Le travailleur mexicain Victor Martinez Morales n'aura pas connu grand-chose du Québec à part ses prisons.

Le juge Claude Champagne l'a condamné, hier, à purger huit ans pour l'homicide involontaire de Mylène Dupuis, escorte de 21 ans. Le magistrat lui a aussi imposé une peine d'un an à purger de façon concurrente pour s'être livré à des voies de fait contre le proxénète de la jeune femme, Karl Pierre-Louis, surnommé Murder.

Cela faisait à peine un an que M. Martinez Morales résidait au Canada lorsque le crime s'est produit, le 19 février 2011. Sa famille avait tout misé sur lui. Il avait été désigné pour aller travailler au Canada et ainsi subvenir aux besoins de ceux restés au Mexique. Tout le monde s'était cotisé pour lui payer le billet d'avion.
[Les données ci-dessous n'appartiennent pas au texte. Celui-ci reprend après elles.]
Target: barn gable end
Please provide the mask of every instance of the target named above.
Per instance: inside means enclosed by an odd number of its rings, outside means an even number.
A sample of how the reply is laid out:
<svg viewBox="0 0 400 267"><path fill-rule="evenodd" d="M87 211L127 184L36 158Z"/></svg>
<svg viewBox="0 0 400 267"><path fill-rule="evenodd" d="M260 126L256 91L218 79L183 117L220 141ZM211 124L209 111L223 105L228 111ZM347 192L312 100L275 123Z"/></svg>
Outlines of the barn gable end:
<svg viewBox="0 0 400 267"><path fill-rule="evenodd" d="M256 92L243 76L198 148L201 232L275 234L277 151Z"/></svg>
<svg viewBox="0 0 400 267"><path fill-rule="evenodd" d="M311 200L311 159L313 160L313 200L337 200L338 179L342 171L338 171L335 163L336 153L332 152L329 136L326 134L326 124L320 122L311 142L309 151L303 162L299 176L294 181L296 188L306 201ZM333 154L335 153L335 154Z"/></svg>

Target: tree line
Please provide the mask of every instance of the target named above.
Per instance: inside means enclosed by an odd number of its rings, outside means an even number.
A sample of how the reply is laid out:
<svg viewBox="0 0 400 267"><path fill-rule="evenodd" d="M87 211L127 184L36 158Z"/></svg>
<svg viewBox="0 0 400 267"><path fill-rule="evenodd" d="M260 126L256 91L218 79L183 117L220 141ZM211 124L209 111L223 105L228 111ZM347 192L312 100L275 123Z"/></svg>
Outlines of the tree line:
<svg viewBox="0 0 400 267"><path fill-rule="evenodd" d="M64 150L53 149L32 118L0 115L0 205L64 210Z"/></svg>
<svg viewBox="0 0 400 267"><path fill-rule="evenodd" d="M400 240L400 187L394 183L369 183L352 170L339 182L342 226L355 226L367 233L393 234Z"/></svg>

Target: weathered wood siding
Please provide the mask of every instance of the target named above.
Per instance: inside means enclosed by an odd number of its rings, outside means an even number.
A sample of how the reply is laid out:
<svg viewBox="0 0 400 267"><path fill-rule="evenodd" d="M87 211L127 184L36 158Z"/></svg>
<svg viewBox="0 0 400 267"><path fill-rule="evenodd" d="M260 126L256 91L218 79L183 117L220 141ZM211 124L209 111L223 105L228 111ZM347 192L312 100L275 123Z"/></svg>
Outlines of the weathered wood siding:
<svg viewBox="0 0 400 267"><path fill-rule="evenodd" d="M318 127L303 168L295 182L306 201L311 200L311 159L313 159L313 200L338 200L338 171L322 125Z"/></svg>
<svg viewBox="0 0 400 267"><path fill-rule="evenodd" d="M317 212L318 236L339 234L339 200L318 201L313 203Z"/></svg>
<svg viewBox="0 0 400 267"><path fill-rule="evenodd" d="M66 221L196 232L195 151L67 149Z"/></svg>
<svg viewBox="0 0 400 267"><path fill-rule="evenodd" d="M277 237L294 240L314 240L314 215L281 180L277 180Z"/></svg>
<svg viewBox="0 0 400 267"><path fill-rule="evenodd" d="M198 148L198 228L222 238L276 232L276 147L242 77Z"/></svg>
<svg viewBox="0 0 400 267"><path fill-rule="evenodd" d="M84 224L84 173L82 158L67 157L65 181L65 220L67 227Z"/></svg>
L'homme de 35 ans a ruiné leurs espoirs en poignardant à mort l'escorte, après que cette dernière lui eut réclamé 20$ supplémentaires. Morales était un client régulier de l'escorte depuis six mois.
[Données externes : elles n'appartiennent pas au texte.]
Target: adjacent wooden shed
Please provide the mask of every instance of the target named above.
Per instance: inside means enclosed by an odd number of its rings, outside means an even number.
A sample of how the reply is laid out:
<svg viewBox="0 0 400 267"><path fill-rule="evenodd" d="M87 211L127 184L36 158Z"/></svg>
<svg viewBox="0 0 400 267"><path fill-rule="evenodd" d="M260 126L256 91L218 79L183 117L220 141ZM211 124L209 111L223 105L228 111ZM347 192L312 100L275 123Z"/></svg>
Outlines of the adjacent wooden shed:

Le 19 février, la jeune femme se présente d'abord seule chez l'accusé, dans le quartier Saint-Michel, pour réclamer son dû. Ce dernier lui remet alors 20$. Or, quelques minutes plus tard, elle se présente de nouveau à sa porte, cette fois-ci accompagnée du proxénète. Murder force alors la porte, muni d'un pistolet. Le proxénète l'avait déjà menacé quelques jours plus tôt avec un tournevis.
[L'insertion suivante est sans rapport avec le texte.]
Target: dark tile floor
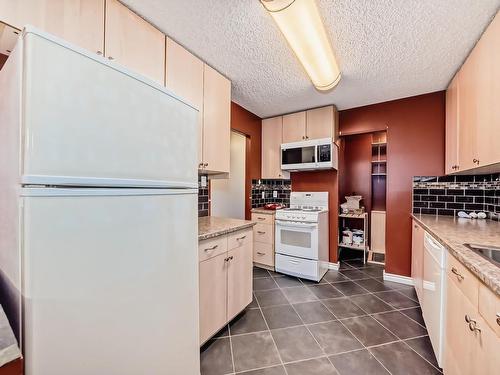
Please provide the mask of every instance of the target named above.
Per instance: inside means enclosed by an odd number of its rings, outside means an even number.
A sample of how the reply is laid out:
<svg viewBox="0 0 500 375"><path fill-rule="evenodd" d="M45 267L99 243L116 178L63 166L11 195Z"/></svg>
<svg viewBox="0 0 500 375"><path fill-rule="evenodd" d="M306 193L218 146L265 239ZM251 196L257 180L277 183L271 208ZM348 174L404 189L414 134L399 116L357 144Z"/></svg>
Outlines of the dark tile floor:
<svg viewBox="0 0 500 375"><path fill-rule="evenodd" d="M254 301L201 349L202 375L440 374L415 290L359 260L320 283L254 269Z"/></svg>

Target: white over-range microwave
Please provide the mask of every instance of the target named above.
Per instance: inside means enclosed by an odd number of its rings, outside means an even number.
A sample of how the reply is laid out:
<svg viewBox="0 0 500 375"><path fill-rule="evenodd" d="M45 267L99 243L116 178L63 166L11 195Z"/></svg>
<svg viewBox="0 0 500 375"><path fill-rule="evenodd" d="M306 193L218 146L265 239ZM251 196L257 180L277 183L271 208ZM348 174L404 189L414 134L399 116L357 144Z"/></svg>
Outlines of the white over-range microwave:
<svg viewBox="0 0 500 375"><path fill-rule="evenodd" d="M281 169L284 171L337 168L338 148L331 138L283 143L281 145Z"/></svg>

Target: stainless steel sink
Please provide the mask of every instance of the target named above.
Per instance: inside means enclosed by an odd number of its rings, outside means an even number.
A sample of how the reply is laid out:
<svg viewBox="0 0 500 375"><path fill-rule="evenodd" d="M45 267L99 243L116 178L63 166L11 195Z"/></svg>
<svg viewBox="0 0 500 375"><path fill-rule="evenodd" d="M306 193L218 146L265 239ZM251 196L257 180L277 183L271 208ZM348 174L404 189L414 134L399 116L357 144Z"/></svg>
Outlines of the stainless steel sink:
<svg viewBox="0 0 500 375"><path fill-rule="evenodd" d="M464 246L468 247L476 254L495 264L497 267L500 267L500 247L478 245L473 243L464 243Z"/></svg>

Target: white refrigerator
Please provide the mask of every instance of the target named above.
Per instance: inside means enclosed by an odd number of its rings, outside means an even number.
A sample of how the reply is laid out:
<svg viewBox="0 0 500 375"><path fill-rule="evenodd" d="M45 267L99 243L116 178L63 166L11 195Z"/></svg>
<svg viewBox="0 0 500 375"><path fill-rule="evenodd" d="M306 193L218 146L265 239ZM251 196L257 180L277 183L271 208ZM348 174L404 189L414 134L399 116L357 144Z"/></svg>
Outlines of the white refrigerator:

L'accusé poignardera la jeune femme à 14 reprises. Elle était «comme un mur» entre Murder et lui, a-t-il dit lorsqu'il a plaidé coupable plus tôt cette année. Il a expliqué que son geste était motivé par la colère et par la peur d'être tué par le proxénète.

La peine de huit ans de prison était une suggestion commune de la Couronne et de la défense. Les deux parties ne s'entendaient toutefois pas sur le calcul de la détention préventive. Le juge a donné raison à l'avocat de la défense, Martin Latour, qui demandait que chaque jour passé en détention préventive équivaille à une journée et demie de prison. Il reste donc à Morales six ans et trois mois à purger.

L'accusé a dû être placé en isolement de façon permanente après avoir été poignardé, probablement en guise de représailles. De plus, l'accusé ne parle que l'espagnol, ce qui rend les échanges avec les agents correctionnels difficiles. Sa famille restée au Mexique n'a pas les moyens de le visiter. Avant que le drame ne survienne, l'accusé travaillait dans une usine de poulets. Il sera vraisemblablement expulsé du Canada après avoir purgé sa peine.

«La disparition soudaine, inattendue et violente de Mylène Dupuis a eu un impact très important sur les membres de sa famille. La victime était toute jeune, enjouée et elle aimait la vie», a souligné le juge. La mère de Mylène, Sandra, était présente à l'audience. «Je vais vivre avec mes cicatrices toute ma vie, et d'autres vivront avec des images d'horreur qui resteront à jamais gravées dans leur mémoire. À chacun son fardeau», a-t-elle écrit dans une lettre destinée au juge.